Eski toplumsal hareketler ve yeni toplumsal hareketlerin farkı da aslında buradadır. İlki var olan toplumsal düzende kurumları, aygıtları ve sınıf egemenlik biçimleri gibi yapısal (structural) unsurları değiştirme ve dönüştürme hedefini taşırken, diğeri toplumsal ilişkileri, değerleri, toplumsal cinsiyet ve normları kültürel ve dilsel bir değişimle yeniden tanımlamayı içeren stratejiye sahiptir. Bu nedenle yeni toplumsal hareketler için toplumsal dönüşüm, gerçekliğin toplumsal alanda yeniden inşasını (construct) içerir.

Bu teori, 1960’ların yapısalcı teorilerine karşı gelişmiş ve bugün en uç noktalara doğru savrulmaya başlamıştır. Ancak daha da önemlisi toplumsal hareketler için söylemi değiştirmenin gerçekliği değiştirmeye yetmediği de açık hale gelmiştir. Bu nedenle var olan toplumsal ilişkileri basitçe yerinden etmek, yerine yenisini tanımlamak, ahlaki tutumları siyasal söylemin bir parçası haline getirmek çoğu zaman yetersiz kalmaktadır. Yapısal bir değişimin ihtiyacı giderek kendini dayatmaktadır.

Elbette çözüm basitçe yapısalcılığa geri dönmek ve 1960’lardan itibaren yükselen bu hareketleri görmezden gelmek olmamalıdır. Bu nedenle eski ve yeni toplumsal hareket arasındaki kriz aynı zamanda yapısal (structural) ve inşacı (constructivist) teorinin de nasıl yan yana gelebileceği gibi bir sorunu içermektedir.

SONUÇ

Kapitalizmin küresel ölçekte farklı tezahürlerle kendini gösteren krizi yapısal bir krizdir ve bu nedenle ancak büyük yapısal dönüşümlerle çözülebilir. Bugün yükselen faşist hareketler geçmişinden ders çıkarma konusunda soldan daha etkin konumdadır. Bu nedenle kapitalizmin yarattığı büyük yıkım karşısında köklü bir yapısal dönüşümü hedefleyen bir programatik de geliştirmeye başlamıştır.

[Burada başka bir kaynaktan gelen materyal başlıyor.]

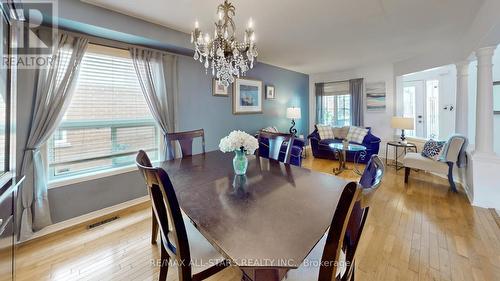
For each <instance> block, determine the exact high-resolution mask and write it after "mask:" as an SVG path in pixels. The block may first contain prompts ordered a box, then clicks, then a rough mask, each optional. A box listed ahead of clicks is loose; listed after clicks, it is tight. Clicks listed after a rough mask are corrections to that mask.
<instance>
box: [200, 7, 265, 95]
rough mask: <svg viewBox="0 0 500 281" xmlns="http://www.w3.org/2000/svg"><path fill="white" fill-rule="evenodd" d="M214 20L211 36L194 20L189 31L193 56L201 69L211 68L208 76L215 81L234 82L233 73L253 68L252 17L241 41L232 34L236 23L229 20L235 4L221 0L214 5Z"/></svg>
mask: <svg viewBox="0 0 500 281" xmlns="http://www.w3.org/2000/svg"><path fill="white" fill-rule="evenodd" d="M217 14H218V18H219V19H218V21H217V22H215V31H214V38H213V39H211V38H210V35H209V34H208V33H206V34H205V35H204V36H203V32H202V31H201V30H200V29H199V24H198V22H196V23H195V28H194V31H193V32H192V33H191V43H194V45H195V50H194V59H195V60H199V61H200V62H201V63H203V64H204V66H205V71H206V72H208V69H209V68H211V69H212V76H215V77H216V78H217V81H218V83H219V84H221V85H224V86H225V87H228V86H229V85H230V84H231V83H233V82H234V77H235V76H236V77H238V78H239V77H240V76H241V75H244V74H245V72H247V71H248V70H249V69H252V68H253V64H254V61H255V58H256V57H257V55H258V53H257V47H256V45H255V34H254V30H253V22H252V19H250V20H249V22H248V27H247V29H246V30H245V37H244V40H243V42H238V41H237V40H236V38H235V31H236V26H235V24H234V21H233V17H234V15H235V7H234V6H233V4H231V3H229V2H228V0H224V4H220V5H219V6H218V7H217Z"/></svg>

Sol ve toplumsal hareketler ise hem sınıf mı yoksa toplumsal hareketler mi düalizmi içinde sıkışıp kalmakta hem de inşacı (constructivist) bir alanla sınırlanmaktadır. Bu nedenle kurguladığı ve tahayyül ettiği gerçeklik ve eylem planıyla var olan gerçeklik arasındaki boşluk artmaktadır. Bugün çoğu kişi için sol imgesi, politik doğruculukla özdeşleşme eğilimindedir.